Massachusetts still hasn’t set aside enough money for the next recession, despite nine years of steady economic growth.
Independent analyses from Moody’s Analytics and S&P Global recently reached the same conclusion: Without additional savings, Massachusetts will struggle to fill the budgetary hole that even a moderate recession would create, leaving us vulnerable to a change in the economic winds.
The state government did make a real leap forward in 2018, adding roughly $475 million to the rainy day fund after five years during which the account stayed relatively flat or even shrank. That brings the total savings to $1.8 billion, or enough to fund state government for about two weeks.
But two weeks’ worth of ready money probably isn’t enough. Moody’s estimates that to sail smoothly through a moderate recession, states should be prepared to cover nearly six weeks’ worth of spending.
And while there’s some disagreement about whether that rule of thumb is realistic, Massachusetts’ piggy bank looks anemic, even when measured against its own past practice. Before the recessions of 2001 and 2007, the state had nearly four weeks of savings on hand.
Refilling our coffers the next time around won’t be easy.
This year’s big deposit was partly a fluke, made possible by the fact that President Trump’s tax cuts created some one-time incentives for people to prepay their taxes and sell assets. That boosted revenue here in Massachusetts, but only temporarily.
Also, US economic growth seems to be cresting, with high GDP numbers expected to fall back to earth in the coming quarters. Slackening growth will mean less surplus revenue to feed the rainy day fund.
Then there’s the final problem: Even if the state does see further revenue growth, the additional money may end up in the pockets of taxpayers. Massachusetts law includes a provision to automatically cut taxes when economic times are good, which is why the income tax rate has fallen from 5.3 percent to 5.1 percent since 2011, and may drop again to 5.05 next January.

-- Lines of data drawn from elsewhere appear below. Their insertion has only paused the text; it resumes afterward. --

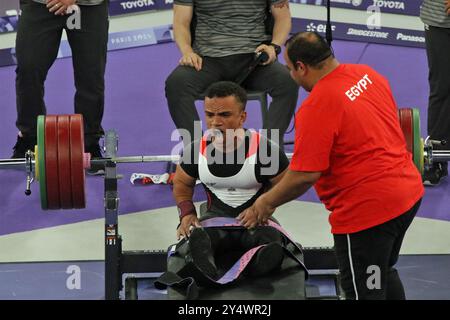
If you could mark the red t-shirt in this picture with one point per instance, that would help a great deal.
(348, 129)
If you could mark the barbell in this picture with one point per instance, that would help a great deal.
(59, 161)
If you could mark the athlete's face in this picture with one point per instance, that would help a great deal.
(224, 113)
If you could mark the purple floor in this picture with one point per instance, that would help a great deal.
(136, 109)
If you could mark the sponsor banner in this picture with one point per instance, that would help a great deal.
(161, 34)
(117, 7)
(9, 8)
(362, 33)
(406, 7)
(117, 41)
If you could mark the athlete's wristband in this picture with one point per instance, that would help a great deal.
(186, 208)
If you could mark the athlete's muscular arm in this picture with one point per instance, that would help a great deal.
(281, 28)
(182, 17)
(183, 190)
(277, 179)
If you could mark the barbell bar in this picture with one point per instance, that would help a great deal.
(58, 161)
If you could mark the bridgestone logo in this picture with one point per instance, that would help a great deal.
(367, 33)
(404, 37)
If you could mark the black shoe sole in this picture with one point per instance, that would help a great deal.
(267, 259)
(201, 252)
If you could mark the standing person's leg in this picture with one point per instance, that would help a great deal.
(37, 43)
(438, 49)
(89, 50)
(395, 290)
(276, 80)
(183, 86)
(366, 259)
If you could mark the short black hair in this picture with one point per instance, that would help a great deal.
(309, 48)
(224, 89)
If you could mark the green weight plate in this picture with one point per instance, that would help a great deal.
(41, 160)
(406, 123)
(64, 163)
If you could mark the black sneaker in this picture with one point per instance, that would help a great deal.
(202, 253)
(22, 145)
(433, 176)
(266, 260)
(96, 169)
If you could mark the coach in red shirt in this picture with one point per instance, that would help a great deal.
(350, 146)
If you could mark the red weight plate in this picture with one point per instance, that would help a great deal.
(51, 162)
(76, 161)
(65, 185)
(405, 116)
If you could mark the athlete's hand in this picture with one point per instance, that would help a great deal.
(191, 59)
(257, 214)
(59, 7)
(187, 224)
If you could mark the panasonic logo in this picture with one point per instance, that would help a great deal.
(137, 4)
(404, 37)
(367, 33)
(399, 5)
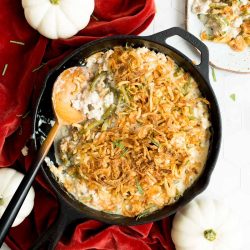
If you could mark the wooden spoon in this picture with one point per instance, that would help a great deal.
(64, 90)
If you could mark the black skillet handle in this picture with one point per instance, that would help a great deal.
(49, 239)
(163, 35)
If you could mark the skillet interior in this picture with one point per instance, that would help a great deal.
(44, 114)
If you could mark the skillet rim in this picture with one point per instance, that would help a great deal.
(215, 146)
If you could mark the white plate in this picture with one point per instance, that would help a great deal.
(221, 55)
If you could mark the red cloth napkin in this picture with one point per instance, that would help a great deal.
(19, 87)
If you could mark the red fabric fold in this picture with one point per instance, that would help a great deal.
(19, 89)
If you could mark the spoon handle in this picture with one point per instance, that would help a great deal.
(18, 198)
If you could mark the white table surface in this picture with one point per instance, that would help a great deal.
(230, 181)
(231, 178)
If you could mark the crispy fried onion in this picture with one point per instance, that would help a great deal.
(142, 159)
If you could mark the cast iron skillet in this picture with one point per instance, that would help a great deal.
(70, 209)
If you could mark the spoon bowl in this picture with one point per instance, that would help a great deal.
(64, 90)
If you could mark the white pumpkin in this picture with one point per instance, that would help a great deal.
(205, 224)
(58, 18)
(9, 181)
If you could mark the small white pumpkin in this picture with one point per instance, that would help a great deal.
(58, 18)
(10, 180)
(205, 224)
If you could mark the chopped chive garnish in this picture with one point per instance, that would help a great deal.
(139, 188)
(118, 144)
(39, 67)
(156, 143)
(4, 69)
(17, 42)
(213, 74)
(233, 97)
(124, 152)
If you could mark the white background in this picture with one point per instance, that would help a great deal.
(231, 179)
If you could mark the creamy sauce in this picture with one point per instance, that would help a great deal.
(101, 198)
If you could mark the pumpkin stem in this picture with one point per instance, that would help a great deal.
(55, 1)
(210, 234)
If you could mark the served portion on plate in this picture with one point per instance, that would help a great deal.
(224, 26)
(225, 21)
(146, 136)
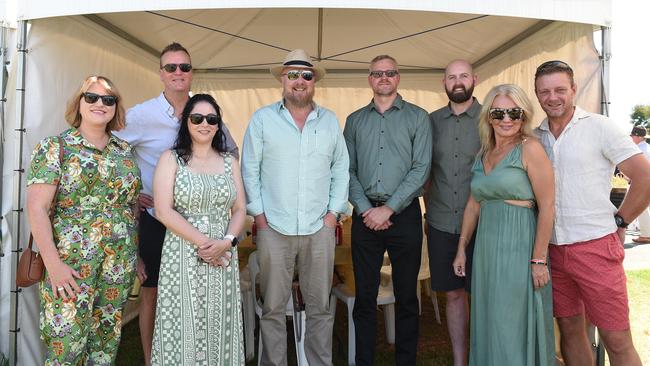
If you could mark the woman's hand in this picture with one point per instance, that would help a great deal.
(459, 263)
(540, 275)
(214, 249)
(62, 279)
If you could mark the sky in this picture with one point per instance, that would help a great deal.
(629, 77)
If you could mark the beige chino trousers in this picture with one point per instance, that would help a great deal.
(278, 255)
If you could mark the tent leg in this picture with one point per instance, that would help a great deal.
(17, 189)
(605, 57)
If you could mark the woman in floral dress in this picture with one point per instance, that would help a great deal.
(198, 195)
(89, 246)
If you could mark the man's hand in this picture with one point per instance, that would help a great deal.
(377, 218)
(260, 221)
(145, 201)
(329, 220)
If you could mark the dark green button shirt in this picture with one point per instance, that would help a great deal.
(455, 145)
(390, 154)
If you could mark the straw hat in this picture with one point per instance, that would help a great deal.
(298, 59)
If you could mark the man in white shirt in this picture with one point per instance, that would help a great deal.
(586, 251)
(639, 135)
(151, 128)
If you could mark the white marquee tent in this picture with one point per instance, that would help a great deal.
(52, 46)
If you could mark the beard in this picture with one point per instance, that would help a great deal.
(300, 101)
(460, 96)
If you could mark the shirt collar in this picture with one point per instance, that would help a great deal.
(397, 103)
(473, 111)
(578, 115)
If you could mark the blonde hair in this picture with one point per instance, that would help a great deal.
(72, 115)
(519, 97)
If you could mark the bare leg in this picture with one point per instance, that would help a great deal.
(148, 297)
(620, 348)
(457, 323)
(576, 350)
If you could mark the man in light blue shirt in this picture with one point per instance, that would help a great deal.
(295, 170)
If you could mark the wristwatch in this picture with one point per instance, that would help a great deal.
(620, 222)
(233, 239)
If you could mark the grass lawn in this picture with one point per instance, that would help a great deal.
(638, 287)
(434, 346)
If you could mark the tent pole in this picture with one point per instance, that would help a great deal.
(605, 57)
(17, 189)
(3, 101)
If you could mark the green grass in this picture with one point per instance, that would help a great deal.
(638, 288)
(433, 347)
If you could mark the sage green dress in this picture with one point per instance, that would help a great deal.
(198, 314)
(511, 323)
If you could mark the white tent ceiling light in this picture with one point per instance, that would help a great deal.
(232, 50)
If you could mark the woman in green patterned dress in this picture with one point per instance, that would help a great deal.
(89, 246)
(512, 202)
(199, 196)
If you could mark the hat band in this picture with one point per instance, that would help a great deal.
(298, 62)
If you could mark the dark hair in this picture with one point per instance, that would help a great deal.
(551, 67)
(173, 47)
(183, 144)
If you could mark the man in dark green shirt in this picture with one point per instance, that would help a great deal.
(455, 145)
(390, 156)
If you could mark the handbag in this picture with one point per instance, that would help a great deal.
(31, 268)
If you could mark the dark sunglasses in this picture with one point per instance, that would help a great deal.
(172, 67)
(295, 74)
(500, 113)
(389, 73)
(92, 98)
(553, 65)
(197, 119)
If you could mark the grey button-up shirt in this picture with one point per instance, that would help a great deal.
(455, 145)
(390, 154)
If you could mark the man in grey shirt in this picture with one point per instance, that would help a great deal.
(455, 145)
(390, 156)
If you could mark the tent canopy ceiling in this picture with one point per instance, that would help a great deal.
(255, 39)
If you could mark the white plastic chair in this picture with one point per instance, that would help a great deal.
(385, 298)
(248, 310)
(299, 317)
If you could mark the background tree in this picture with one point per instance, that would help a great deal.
(641, 115)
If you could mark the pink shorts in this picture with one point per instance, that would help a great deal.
(589, 277)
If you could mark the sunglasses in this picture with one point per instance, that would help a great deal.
(172, 67)
(389, 73)
(500, 113)
(197, 119)
(308, 75)
(92, 98)
(555, 65)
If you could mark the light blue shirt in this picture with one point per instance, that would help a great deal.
(294, 177)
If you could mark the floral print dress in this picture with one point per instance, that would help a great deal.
(95, 233)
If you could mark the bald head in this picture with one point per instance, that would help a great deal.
(459, 81)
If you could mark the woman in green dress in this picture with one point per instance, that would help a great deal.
(89, 245)
(512, 202)
(199, 197)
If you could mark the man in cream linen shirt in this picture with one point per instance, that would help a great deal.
(295, 170)
(586, 251)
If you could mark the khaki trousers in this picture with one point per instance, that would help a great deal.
(278, 255)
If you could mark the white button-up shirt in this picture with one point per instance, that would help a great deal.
(584, 157)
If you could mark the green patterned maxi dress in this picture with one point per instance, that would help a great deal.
(511, 322)
(198, 316)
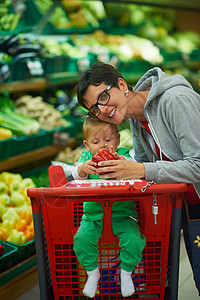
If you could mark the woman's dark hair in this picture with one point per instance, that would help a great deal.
(98, 73)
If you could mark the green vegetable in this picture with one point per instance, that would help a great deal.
(17, 122)
(3, 188)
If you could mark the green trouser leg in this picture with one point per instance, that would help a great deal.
(85, 243)
(131, 242)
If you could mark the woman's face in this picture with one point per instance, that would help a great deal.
(116, 108)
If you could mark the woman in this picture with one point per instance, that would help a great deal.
(164, 115)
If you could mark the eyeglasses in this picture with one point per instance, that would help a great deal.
(103, 99)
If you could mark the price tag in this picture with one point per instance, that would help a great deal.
(60, 138)
(35, 67)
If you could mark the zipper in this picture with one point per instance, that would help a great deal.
(156, 138)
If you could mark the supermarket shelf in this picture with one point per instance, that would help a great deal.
(40, 83)
(177, 4)
(19, 279)
(30, 157)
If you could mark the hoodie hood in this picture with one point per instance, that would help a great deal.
(157, 82)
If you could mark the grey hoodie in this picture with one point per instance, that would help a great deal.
(173, 112)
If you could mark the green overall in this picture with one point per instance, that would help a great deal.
(124, 225)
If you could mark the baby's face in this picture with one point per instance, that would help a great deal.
(102, 138)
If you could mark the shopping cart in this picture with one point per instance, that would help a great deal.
(57, 213)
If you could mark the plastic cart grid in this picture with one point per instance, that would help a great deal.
(57, 214)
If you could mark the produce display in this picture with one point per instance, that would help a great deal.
(9, 20)
(45, 114)
(16, 224)
(14, 121)
(69, 155)
(132, 37)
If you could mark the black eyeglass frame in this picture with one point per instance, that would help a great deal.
(97, 103)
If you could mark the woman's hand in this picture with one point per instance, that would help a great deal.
(121, 169)
(88, 167)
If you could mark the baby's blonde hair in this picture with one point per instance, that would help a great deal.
(92, 124)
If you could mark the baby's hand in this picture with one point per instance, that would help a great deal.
(88, 167)
(119, 157)
(114, 153)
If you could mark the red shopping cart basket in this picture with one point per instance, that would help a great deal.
(62, 211)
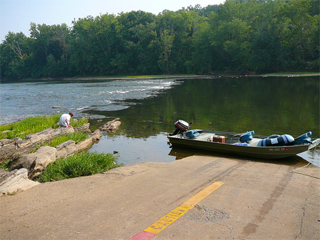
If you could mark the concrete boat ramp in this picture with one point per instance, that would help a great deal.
(199, 197)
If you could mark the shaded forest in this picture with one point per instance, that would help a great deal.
(239, 36)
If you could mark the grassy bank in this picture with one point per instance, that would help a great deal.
(78, 165)
(33, 125)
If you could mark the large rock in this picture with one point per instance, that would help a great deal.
(36, 162)
(66, 148)
(84, 128)
(48, 134)
(111, 126)
(12, 148)
(44, 156)
(14, 181)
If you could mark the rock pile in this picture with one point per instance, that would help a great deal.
(24, 166)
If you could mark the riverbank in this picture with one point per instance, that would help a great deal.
(123, 202)
(176, 76)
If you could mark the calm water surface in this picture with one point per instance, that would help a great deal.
(149, 108)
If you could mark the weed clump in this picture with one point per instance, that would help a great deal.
(78, 165)
(33, 125)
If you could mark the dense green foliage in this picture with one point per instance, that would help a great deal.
(33, 125)
(75, 136)
(240, 35)
(80, 164)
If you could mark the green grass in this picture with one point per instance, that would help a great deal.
(75, 136)
(33, 125)
(4, 165)
(80, 164)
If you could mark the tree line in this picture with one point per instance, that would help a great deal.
(243, 36)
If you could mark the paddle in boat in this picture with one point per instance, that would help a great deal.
(245, 144)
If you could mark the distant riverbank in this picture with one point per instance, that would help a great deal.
(176, 76)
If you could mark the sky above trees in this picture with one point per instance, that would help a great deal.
(16, 15)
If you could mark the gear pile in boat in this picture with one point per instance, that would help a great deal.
(182, 127)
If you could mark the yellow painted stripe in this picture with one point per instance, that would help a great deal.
(178, 212)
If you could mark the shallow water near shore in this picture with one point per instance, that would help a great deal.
(148, 109)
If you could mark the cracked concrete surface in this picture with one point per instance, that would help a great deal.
(259, 200)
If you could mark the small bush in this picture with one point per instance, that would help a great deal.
(4, 165)
(33, 125)
(80, 164)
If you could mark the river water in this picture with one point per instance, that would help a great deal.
(149, 108)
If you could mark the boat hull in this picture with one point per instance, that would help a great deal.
(272, 152)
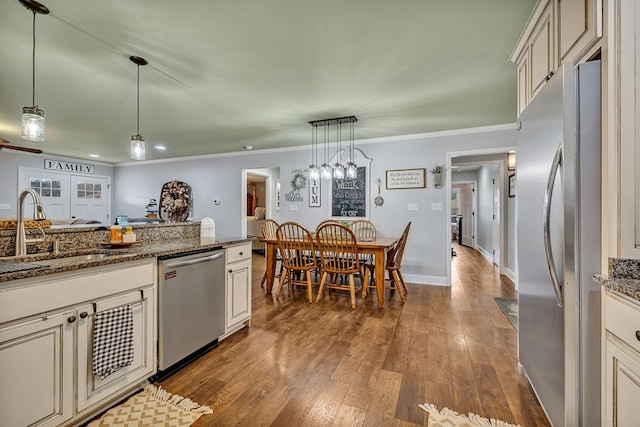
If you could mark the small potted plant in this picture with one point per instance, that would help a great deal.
(437, 175)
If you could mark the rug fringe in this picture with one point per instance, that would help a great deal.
(177, 401)
(477, 419)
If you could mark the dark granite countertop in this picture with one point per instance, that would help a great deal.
(628, 287)
(623, 277)
(135, 252)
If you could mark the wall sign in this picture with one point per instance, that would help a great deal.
(314, 193)
(69, 167)
(349, 195)
(405, 178)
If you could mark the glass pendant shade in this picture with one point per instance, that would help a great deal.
(352, 170)
(33, 123)
(314, 172)
(325, 171)
(137, 147)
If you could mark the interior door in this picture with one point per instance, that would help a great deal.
(467, 205)
(53, 188)
(496, 222)
(90, 198)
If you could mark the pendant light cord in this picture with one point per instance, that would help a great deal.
(138, 103)
(33, 62)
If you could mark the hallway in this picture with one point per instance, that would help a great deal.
(327, 365)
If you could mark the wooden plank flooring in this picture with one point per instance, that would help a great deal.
(302, 364)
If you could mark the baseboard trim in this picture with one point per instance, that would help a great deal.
(485, 254)
(420, 279)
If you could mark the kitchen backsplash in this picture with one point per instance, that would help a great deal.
(90, 237)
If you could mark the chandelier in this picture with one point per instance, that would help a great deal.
(338, 171)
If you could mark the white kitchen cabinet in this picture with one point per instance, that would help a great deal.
(46, 338)
(621, 370)
(624, 136)
(557, 31)
(91, 388)
(542, 50)
(238, 287)
(36, 371)
(523, 81)
(579, 25)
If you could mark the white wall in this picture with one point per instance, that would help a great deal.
(428, 248)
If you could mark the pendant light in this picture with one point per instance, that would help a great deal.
(314, 170)
(137, 141)
(325, 170)
(33, 117)
(352, 168)
(338, 168)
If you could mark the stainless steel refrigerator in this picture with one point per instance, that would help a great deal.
(558, 203)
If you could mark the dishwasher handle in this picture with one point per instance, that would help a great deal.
(195, 261)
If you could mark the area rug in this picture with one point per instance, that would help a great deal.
(448, 418)
(509, 307)
(153, 407)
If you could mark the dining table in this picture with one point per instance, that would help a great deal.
(377, 247)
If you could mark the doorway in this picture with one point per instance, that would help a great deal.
(480, 177)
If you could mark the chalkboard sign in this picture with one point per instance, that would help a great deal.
(349, 196)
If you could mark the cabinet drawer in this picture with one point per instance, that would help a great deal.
(622, 318)
(239, 252)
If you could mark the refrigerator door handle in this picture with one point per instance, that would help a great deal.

If coffers were truly overflowing, the idea of returning tax dollars to taxpayers might make sense. But real surpluses have been rare, and these continual cuts to the income tax rate are a big reason the state has struggled to set money aside.
Taken together, these factors all seem to reduce the likelihood that Massachusetts will be able to replenish its savings anytime soon.
Which could really come back to bite us.
Rainy day funds are vital because states can’t just run deficits in bad times, the way the federal government can. Massachusetts is obliged to balance its budget by the end of every year, whether through tax hikes, spending cuts, or accounting gimmicks.
And that’s hard — sometimes nearly impossible —
because recessions hit state budgets on both sides. Not only does spending jump, as more and more jobless residents apply for things like state-supported health insurance and unemployment support, but tax revenues drop, because people who earn less end up owing less in income taxes. (They also make fewer discretionary purchases, which affects sales tax revenue.)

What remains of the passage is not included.